Genting Hong Kong Limited has decided to temporarily suspend all payments to the group’s financial creditors as it works to preserve liquidity during a very tough time for the company suffering from a massive impact from the COVID-19 pandemic on its operations.
The cruise shipping major had to suspend all its sailings globally due to the pandemic’s impact depleting the company’s revenue inflow.
Given the ongoing uncertainty of the situation, Genting Hong Kong issued profit warning announcements with regard to its six-months results.
Due to a material impact on its finances from the ongoing situation, the cruise operator asked its funding advisors to arrange a fundraising exercise for the group, however, the outcome of such exercise is still uncertain.
“The company’s remaining available cash will be reserved to maintain critical services for the group’s operations, while the company will endeavor to negotiate a holistic debt restructuring solution for the current financial indebtedness of the group and continue to engage with interested parties identified by the funding advisors,” the company said.
As informed, the company’s two subsidiaries Dream Global One Limited and Dream Global Two Limited were required to pay fees worth EUR 3.7 million in connection with the financing of the construction of certain ships.

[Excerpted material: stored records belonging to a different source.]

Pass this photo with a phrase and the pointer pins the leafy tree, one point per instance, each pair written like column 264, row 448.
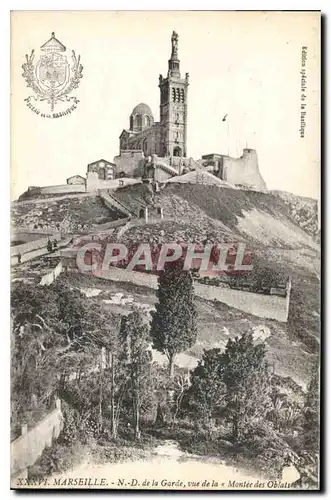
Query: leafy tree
column 246, row 378
column 311, row 412
column 136, row 343
column 174, row 327
column 206, row 393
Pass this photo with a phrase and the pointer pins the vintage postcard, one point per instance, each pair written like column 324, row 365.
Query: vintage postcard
column 165, row 250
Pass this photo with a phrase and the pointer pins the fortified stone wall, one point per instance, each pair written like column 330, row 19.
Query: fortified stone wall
column 130, row 163
column 243, row 170
column 63, row 188
column 29, row 246
column 26, row 449
column 50, row 277
column 263, row 306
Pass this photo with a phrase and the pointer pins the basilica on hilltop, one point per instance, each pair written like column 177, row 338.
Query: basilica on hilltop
column 166, row 137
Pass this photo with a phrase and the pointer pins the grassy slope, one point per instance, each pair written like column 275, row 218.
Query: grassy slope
column 197, row 212
column 275, row 227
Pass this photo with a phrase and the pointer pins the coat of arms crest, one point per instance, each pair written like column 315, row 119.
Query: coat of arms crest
column 52, row 78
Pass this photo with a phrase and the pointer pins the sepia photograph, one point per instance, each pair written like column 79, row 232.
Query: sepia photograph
column 165, row 250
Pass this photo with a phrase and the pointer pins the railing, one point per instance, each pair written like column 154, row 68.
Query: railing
column 26, row 449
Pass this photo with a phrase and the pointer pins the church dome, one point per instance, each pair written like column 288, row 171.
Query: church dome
column 141, row 118
column 142, row 109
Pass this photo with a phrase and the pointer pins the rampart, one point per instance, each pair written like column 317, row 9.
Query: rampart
column 26, row 449
column 263, row 306
column 29, row 246
column 243, row 171
column 50, row 277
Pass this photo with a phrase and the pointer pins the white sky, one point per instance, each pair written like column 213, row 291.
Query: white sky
column 244, row 64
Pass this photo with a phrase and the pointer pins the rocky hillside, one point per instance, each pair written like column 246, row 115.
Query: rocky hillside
column 65, row 214
column 275, row 232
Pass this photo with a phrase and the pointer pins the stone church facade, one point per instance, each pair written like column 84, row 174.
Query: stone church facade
column 168, row 137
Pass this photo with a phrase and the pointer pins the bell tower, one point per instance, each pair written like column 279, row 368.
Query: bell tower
column 173, row 106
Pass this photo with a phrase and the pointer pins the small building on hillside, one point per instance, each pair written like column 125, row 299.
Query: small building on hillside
column 105, row 169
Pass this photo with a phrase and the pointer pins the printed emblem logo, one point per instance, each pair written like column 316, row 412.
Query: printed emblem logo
column 52, row 79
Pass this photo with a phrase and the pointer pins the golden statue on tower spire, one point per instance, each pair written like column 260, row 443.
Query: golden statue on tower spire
column 174, row 43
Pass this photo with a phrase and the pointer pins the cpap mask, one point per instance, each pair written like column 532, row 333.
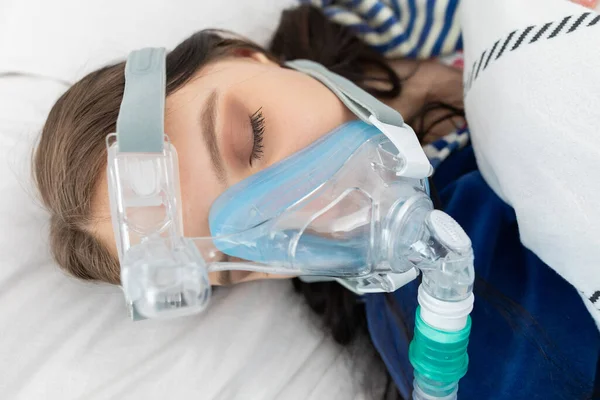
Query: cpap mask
column 353, row 207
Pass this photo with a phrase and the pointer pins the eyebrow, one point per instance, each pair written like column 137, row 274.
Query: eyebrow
column 208, row 121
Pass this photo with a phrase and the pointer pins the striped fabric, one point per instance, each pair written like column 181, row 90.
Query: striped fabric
column 399, row 28
column 407, row 28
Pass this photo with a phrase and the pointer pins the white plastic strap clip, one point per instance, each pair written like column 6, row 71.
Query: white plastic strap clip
column 404, row 138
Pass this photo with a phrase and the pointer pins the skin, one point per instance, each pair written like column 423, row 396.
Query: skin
column 231, row 90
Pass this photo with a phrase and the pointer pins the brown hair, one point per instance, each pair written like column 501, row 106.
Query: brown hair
column 71, row 153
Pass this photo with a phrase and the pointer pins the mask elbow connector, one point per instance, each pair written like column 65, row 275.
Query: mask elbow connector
column 438, row 351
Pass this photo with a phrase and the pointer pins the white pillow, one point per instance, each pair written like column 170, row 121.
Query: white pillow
column 64, row 339
column 534, row 112
column 66, row 39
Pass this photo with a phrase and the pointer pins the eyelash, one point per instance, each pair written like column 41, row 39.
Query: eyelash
column 257, row 121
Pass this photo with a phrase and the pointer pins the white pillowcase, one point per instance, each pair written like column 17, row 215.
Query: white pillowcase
column 66, row 39
column 534, row 115
column 64, row 339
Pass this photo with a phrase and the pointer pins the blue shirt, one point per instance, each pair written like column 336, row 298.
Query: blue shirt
column 532, row 337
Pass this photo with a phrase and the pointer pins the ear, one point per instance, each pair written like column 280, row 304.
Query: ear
column 255, row 55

The company has two cruise ships under construction, Crystal Endavor and Global Dream. Crystal Endeavor was scheduled to deliver in August this year, while Global Dream was scheduled for delivery in 2021. It is yet to be determined how the latest developments would impact the delivery dates.
The companies defaulted under the related finance documents and due to the latest decision the company is likely to default on other obligations as well.
As of 31 July 2020, the outstanding financial indebtedness of the group stands at $3.37 billion.
The company intends to invite all of its financial creditors to a virtual meeting to update them on the situation and restructuring and/or refinancing options in respect of the group’s financial indebtedness.
Genting Hong Kong joins its western counterparts Carnival and Royal Caribbean, among others, as it announces steps to preserve cash and bolster liquidity at a time of an unprecedented crash of the cruise market.